Diaspora Intellectuals between Late Colonialism and the Early Cold War, 1880s–1960s

AHA Session 253
Saturday, January 6, 2018: 3:30 PM-5:00 PM
Maryland Suite C (Marriott Wardman Park, Lobby Level)
Panel:
Joshua Freeman, Harvard University
Jinny Prais, Columbia University
Shirley Ye, University of Birmingham

Session Abstract

Our roundtable will examine the role that diaspora intellectuals played in creating and building nations and nation-states between the late colonialism of the turn of the twentieth century and the early decades of the Cold War. The experience of travel to the metropole transformed young intellectuals’ perceptions of their homelands, and opened up new options for transforming those homelands into strong, modern nation-states. While the members of our roundtable are specialists in their own particular regions of focus – Central Asia, East Asia, Southeast Asia, and Africa – common themes and issues emerge when we examine the question of how diaspora intellectuals envisioned their home nations.

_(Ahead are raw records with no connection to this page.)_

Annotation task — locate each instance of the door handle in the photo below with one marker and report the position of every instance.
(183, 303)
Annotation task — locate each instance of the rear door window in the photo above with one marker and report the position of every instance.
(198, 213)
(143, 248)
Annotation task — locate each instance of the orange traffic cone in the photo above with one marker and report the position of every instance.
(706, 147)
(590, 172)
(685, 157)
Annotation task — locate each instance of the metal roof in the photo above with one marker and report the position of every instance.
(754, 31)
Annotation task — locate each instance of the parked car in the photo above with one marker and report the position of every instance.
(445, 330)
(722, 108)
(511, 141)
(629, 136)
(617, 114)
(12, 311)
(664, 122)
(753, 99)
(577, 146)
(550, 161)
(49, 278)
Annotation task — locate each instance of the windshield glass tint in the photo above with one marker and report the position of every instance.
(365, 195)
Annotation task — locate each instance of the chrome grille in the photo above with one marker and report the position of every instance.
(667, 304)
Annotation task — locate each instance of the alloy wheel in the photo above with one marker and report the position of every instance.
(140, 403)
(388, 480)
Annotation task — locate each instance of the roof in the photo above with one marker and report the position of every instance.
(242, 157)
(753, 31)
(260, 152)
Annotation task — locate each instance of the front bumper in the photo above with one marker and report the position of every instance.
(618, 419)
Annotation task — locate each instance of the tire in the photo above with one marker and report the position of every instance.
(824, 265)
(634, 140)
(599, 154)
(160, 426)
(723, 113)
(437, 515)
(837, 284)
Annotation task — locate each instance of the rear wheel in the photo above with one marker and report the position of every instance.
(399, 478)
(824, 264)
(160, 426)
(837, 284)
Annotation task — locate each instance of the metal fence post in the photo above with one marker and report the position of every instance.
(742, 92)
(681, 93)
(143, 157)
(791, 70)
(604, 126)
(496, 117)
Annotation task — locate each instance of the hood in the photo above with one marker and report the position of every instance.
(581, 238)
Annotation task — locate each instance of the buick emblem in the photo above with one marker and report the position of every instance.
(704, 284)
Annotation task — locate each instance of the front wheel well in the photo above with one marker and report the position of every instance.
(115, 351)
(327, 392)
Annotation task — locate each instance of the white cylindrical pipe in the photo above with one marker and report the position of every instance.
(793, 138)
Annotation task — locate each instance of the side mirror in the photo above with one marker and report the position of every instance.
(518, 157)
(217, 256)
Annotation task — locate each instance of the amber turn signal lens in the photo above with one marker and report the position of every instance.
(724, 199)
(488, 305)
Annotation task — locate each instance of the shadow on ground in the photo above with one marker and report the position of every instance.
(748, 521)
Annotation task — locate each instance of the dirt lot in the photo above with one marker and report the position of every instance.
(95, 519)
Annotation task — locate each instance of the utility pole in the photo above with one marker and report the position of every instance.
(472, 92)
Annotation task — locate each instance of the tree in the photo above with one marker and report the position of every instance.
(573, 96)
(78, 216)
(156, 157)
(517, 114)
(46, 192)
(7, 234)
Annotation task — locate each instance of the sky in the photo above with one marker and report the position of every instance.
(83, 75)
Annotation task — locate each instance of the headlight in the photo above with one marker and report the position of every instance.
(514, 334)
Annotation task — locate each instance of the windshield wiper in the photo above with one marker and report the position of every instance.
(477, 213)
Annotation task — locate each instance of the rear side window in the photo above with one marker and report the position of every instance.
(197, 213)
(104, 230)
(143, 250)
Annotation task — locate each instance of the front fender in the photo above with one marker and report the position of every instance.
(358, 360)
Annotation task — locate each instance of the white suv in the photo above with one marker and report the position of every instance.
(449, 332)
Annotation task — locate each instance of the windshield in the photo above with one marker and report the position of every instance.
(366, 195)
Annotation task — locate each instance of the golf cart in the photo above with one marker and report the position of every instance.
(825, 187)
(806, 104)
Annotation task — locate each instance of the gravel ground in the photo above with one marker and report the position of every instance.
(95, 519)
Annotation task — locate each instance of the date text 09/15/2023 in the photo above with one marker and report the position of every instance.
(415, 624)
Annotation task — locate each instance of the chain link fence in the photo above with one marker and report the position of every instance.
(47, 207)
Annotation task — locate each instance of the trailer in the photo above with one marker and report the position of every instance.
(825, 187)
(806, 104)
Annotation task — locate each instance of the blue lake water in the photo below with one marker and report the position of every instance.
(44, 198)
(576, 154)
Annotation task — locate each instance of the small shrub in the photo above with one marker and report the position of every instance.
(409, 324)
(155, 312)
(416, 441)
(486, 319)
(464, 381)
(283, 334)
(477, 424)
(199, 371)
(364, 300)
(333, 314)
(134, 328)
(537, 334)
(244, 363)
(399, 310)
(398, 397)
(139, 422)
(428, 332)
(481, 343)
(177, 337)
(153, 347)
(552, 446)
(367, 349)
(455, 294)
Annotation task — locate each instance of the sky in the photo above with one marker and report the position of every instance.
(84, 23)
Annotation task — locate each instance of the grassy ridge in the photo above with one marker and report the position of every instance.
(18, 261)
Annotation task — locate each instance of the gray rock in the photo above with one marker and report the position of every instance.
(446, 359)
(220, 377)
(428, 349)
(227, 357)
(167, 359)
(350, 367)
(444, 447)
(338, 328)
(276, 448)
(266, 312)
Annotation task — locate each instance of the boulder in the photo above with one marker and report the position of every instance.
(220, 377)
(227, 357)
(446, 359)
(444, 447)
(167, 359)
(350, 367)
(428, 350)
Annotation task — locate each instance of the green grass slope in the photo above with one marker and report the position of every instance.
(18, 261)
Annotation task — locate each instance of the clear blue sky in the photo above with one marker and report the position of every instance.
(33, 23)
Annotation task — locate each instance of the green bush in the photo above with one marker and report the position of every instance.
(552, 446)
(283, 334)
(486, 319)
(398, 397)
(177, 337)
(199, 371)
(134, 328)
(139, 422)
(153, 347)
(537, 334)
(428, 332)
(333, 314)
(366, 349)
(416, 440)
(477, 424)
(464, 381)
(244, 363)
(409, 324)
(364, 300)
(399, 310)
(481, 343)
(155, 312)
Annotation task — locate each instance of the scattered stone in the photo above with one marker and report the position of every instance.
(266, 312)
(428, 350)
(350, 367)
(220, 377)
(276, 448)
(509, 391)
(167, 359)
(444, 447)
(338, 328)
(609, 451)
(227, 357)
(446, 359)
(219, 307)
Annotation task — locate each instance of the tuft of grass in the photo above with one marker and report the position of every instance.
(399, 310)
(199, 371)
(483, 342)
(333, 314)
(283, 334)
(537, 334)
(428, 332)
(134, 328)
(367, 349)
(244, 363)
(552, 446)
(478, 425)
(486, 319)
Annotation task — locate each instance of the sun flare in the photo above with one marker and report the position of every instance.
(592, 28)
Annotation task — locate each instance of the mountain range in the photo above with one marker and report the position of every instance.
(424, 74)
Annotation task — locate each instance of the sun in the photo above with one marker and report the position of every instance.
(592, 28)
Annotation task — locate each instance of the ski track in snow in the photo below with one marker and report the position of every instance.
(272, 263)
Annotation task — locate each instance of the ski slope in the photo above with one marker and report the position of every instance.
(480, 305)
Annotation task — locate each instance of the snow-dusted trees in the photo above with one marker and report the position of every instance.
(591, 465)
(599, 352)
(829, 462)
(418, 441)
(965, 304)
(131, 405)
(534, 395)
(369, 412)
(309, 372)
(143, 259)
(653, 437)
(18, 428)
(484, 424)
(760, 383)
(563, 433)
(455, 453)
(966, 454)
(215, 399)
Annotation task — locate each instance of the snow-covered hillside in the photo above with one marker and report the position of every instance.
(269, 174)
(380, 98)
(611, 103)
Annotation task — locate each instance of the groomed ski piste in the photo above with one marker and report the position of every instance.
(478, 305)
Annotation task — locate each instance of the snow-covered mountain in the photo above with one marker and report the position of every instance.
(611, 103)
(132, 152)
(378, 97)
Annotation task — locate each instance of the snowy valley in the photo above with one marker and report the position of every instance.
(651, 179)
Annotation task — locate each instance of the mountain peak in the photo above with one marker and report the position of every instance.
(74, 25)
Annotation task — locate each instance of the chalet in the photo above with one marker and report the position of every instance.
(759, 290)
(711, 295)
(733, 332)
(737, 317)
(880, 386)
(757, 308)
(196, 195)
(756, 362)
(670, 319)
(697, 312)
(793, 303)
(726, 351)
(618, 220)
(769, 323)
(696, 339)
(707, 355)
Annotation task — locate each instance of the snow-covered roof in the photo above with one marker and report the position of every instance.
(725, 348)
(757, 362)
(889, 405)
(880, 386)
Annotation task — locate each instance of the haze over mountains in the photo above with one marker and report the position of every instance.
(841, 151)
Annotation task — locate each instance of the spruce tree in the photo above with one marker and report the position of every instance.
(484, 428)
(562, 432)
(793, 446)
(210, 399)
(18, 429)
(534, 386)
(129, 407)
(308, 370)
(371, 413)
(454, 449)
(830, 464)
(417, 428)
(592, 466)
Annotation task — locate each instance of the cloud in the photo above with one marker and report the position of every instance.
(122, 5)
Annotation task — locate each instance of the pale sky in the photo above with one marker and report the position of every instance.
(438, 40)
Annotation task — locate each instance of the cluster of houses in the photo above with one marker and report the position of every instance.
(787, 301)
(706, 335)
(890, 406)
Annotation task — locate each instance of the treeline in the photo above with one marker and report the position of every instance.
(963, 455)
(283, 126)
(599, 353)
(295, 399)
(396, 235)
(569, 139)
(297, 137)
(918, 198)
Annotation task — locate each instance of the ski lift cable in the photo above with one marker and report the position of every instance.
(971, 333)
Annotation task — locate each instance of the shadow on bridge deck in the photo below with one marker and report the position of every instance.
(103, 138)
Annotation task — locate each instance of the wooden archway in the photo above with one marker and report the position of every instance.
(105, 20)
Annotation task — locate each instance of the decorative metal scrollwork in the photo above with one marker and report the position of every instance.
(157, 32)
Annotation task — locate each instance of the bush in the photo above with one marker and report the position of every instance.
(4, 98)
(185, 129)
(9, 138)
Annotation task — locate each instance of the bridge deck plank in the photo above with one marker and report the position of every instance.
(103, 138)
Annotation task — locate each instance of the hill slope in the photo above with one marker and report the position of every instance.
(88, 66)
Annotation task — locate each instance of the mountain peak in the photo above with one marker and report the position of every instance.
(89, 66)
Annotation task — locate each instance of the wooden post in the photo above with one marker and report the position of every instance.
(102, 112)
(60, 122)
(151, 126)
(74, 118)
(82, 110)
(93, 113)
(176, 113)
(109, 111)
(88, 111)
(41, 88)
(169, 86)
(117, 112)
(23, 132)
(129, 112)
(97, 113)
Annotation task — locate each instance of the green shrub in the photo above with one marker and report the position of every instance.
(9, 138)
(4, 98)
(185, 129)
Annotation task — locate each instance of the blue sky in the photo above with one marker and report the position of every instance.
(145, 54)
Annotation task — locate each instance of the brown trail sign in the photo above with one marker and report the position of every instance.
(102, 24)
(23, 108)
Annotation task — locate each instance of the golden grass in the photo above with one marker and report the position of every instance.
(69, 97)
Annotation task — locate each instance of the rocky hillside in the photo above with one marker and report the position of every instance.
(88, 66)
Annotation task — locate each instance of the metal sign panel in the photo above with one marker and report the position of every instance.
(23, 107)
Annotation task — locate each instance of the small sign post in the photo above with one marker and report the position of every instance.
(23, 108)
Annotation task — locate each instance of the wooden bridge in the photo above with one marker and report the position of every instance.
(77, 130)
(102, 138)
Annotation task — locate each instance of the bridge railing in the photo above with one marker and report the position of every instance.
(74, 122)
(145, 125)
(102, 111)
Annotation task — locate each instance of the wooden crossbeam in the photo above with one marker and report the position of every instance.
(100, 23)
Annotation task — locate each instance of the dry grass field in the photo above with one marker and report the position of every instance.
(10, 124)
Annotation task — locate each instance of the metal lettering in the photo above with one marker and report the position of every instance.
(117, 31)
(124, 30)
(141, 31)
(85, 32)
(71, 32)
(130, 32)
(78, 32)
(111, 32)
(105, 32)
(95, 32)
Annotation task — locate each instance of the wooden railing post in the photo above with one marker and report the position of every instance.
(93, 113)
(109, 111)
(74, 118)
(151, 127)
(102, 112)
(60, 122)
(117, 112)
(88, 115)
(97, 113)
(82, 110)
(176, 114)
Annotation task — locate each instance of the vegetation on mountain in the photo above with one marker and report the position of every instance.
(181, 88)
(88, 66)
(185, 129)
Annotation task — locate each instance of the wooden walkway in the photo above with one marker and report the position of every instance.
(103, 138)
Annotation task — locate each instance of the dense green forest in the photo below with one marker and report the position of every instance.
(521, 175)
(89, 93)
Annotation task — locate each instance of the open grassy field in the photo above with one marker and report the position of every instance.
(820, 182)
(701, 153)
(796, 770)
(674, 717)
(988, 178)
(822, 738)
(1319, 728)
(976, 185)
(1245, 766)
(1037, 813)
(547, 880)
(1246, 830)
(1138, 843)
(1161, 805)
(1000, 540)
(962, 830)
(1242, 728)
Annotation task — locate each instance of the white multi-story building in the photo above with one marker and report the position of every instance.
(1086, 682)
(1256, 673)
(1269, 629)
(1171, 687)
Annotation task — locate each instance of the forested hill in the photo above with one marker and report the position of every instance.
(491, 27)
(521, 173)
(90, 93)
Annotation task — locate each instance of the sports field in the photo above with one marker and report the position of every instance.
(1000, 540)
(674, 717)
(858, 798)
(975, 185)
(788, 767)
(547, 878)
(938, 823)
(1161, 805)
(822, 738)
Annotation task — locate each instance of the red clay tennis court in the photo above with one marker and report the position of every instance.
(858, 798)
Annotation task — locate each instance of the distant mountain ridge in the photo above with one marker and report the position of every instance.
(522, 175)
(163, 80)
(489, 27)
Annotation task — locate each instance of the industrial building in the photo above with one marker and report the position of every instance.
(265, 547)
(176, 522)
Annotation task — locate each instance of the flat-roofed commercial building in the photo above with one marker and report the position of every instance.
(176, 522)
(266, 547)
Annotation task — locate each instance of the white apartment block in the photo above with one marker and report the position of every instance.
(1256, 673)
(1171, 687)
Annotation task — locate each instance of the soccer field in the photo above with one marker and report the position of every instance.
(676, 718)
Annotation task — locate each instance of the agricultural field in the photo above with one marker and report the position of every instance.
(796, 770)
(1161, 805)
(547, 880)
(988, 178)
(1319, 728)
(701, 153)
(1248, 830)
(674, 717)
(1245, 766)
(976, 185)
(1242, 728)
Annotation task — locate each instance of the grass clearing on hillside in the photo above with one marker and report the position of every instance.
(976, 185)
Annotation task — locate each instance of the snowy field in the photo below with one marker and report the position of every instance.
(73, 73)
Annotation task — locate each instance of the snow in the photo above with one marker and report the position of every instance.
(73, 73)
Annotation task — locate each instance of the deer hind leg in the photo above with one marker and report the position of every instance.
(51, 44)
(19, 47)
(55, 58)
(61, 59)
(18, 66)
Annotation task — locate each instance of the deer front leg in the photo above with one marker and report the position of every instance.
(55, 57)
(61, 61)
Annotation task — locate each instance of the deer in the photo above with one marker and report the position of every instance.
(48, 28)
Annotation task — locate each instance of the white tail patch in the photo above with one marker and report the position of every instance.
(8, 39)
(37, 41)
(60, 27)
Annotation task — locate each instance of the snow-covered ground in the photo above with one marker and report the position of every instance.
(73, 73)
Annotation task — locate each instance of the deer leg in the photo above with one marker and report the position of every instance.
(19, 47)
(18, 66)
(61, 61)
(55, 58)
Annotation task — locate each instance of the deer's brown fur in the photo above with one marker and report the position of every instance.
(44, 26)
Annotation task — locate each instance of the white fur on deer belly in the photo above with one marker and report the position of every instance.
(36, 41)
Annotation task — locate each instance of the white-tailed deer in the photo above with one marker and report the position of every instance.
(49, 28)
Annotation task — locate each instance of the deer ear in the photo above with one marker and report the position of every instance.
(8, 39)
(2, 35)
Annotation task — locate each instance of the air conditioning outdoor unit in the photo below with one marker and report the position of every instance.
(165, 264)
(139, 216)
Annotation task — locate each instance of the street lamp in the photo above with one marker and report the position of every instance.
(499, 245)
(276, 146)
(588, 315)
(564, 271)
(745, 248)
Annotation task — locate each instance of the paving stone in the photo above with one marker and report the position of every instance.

Did the experience of travel abroad further alienate intellectuals from the concerns of their native country, or bring them closer together? In what ways did their bilingualism affect the ways that diaspora intellectuals communicated with their countrymen? How did diaspora intellectuals’ reaction with national politics and culture differ from those that had different experiences – or no experiences – abroad? How were national politics and culture during this period being defined and redefined, shaped and influenced by diaspora intellectuals as they navigated the global politics of colonialism and later on, the Cold War?

Each panelist will discuss a distinct group of diaspora intellectuals and raises a unique set of questions for both their region and time period. Jinny Prais examines how Africans and people of African descent were active participants in bringing Africa into a more inclusive understanding of universal narratives of human history. How did diaspora African intellectuals investigate the position and function of Africa in global history? Shirley Ye examines how Chinese engineers simultaneously positioned the global, western scientific knowledge about water control within the mythic narratives of Chinese civilization and modernization. While they did not see themselves as political or intellectual figures, but rather as state builders, after World War Two and the Civil War, Chinese engineers faced a difficult decision: to stay on the mainland or to follow the Nationalist government to Taiwan. Whether on China or Taiwan, Chinese engineers remained globally engaged in their hydraulic planning for the nation. Su Lin Lewis looks at intellectuals from migrant backgrounds who resisted the rise of crude ethnic nationalisms and helped fundamentally shape how the public spheres of colonial / semi-colonial societies faced the recently decolonized world. Finally, Joshua Freeman will turn to the small but influential group of diaspora Uyghurs living in the USSR, whose specific ethnic identity and loyalties led them to conceptualize a Uyghur nation in Xinjiang that gave their own Ili region a defining role in Uyghur culture.

We will share the texts and supplementary materials authored by or about our diaspora intellectuals online and invite interested participants to join the discussion one month before the conference. During the session, we will engage the audience in close reading of some of these texts. Each panelist will take ten minutes to introduce her/his texts, paper and questions, and this will be followed by an open floor discussion.